What is your occupation where you get paid to work only on what feels right, only when it feels right, for only as long as it feels right, with leeway to hop on your bicycle and forget about work whenever you want?
Cause I am interested in this line of work. At least if it pays enough to live comfortably.
allaboutberlin.com. I'm self-employed, and I have no direct customers. So long as my bills are paid, everything else is extra. I can invest time into more, better content, but I can also mess around with things that don't make money. More often than not, they turn out to do just that. "If you build it, they will come."
Mind you, I still have to work, but there's rarely anything that needs to be done right now, unless I goofed up while fiddling with nginx.
Before that I was a contractor for a year or two. After seeing contracting colleagues disappear for months-long vacations, I wanted in on that.
Before that I was a regular employee in Europe, where work culture is far more relaxed. I had more vacation days as an intern than my parents in the home country ever had. I also became really good at aggressively cutting meetings for me and my team, which gave us more time to experiment without affecting output.
In Germany, you also have the right to reduce your work hours. Coincidentally, that's the article I'm currently working on.
There's a minimum number of frogs that you have to eat. Mine is very low out of sheer luck. However there are different ways to bring most people's number down, starting with don't glorify eating frogs.
Affiliate links on things an immigrant needs during their journey.
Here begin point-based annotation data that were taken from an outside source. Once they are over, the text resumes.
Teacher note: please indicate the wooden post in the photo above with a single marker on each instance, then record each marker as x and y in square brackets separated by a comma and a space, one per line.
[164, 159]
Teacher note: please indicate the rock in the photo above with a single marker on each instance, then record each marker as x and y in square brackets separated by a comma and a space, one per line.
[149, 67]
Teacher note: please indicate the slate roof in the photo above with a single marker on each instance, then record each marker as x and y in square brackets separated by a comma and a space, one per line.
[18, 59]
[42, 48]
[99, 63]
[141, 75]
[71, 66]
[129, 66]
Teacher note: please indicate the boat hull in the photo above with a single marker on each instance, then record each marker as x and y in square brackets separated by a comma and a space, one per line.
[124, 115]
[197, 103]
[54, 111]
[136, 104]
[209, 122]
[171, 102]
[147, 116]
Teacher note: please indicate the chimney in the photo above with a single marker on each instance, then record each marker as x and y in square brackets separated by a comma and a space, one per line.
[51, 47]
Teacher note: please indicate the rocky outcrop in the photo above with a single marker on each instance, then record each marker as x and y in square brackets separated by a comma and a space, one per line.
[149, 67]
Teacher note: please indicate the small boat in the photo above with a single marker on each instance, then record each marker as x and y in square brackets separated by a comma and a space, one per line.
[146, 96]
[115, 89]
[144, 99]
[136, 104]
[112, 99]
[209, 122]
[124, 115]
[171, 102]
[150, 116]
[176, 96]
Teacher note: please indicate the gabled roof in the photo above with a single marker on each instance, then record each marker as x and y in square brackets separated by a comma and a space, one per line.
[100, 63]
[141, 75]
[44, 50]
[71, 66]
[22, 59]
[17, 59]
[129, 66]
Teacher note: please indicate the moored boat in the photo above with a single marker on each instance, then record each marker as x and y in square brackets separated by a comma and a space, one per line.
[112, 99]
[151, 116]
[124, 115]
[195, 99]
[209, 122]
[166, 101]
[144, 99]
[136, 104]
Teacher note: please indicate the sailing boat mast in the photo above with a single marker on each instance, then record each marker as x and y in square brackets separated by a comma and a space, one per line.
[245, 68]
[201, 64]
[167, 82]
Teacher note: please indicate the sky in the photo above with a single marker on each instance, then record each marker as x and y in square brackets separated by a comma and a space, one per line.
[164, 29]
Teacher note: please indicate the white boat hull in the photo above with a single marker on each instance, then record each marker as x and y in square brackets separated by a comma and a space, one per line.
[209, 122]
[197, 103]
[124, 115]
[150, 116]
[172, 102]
There's enough genuine demand to skip the sales pitch entirely. The quality of the advice gives the rare product recommendations a lot of weight.
That is a great website. Very well thought out and actionable. That model can surely be replicated for other arenas. You have actually thought about what people need and given an easy way to find it. Big props for that!
Intersting. I am also a remote software engineer, but either working "feels right" a lot less for me than for you, and I feel like spending time outside riding my bike a lot less than you, or my employer is a lot less tolerant of taking the day off to ride my bike because work just didn't feel right.
I am curious how many hours a day/week you work, and if you are open about this with your employer...
I wouldn't say that I'm taking my day off to go ride my bike without telling anybody, but I would say that working from home affords me flexibility to, say, take a few hours to get a massage, go work out, or take my time making lunch.
I make sure I'm aligning my personal technical interests with the kinds of projects I work on for the company, so work feels more like a fun puzzle to solve rather than slogging through tedium. Generally I don't work late into the evenings, but sometimes a problem is really just that fun to solve, and I enjoy spending time on it. Other times, projects may be less interesting, so I work fewer hours, letting myself rest. Burnout is real, and it sucks, and I avoid it at all costs.
My employer really just cares that I get my work done, not how many hours it takes to do it. If I'm getting "meets all" or "exceeds" in my yearly ratings, then I'm meeting or exceeding their standard, and we're both happy.
I have a similar schedule, although a slightly more organized. I try to be available from 9 to 4, atleast through emails if I'm not in my office, because that's when other people also work and might need me. I often leave mid-day to go running or come in late because I went bouldering in the morning. If I don't feel inspired to write or work, I often instead go for a walk and read books tangentially to my research topics. Then some days I'll work 12 hours straight.
I mostly work when it feels right, yes, and do something else when it doesn't. But I am doing my PhD and (in Canada) it absolutely does not pay enough to live comfortably.
Cause I am interested in this line of work. At least if it pays enough to live comfortably.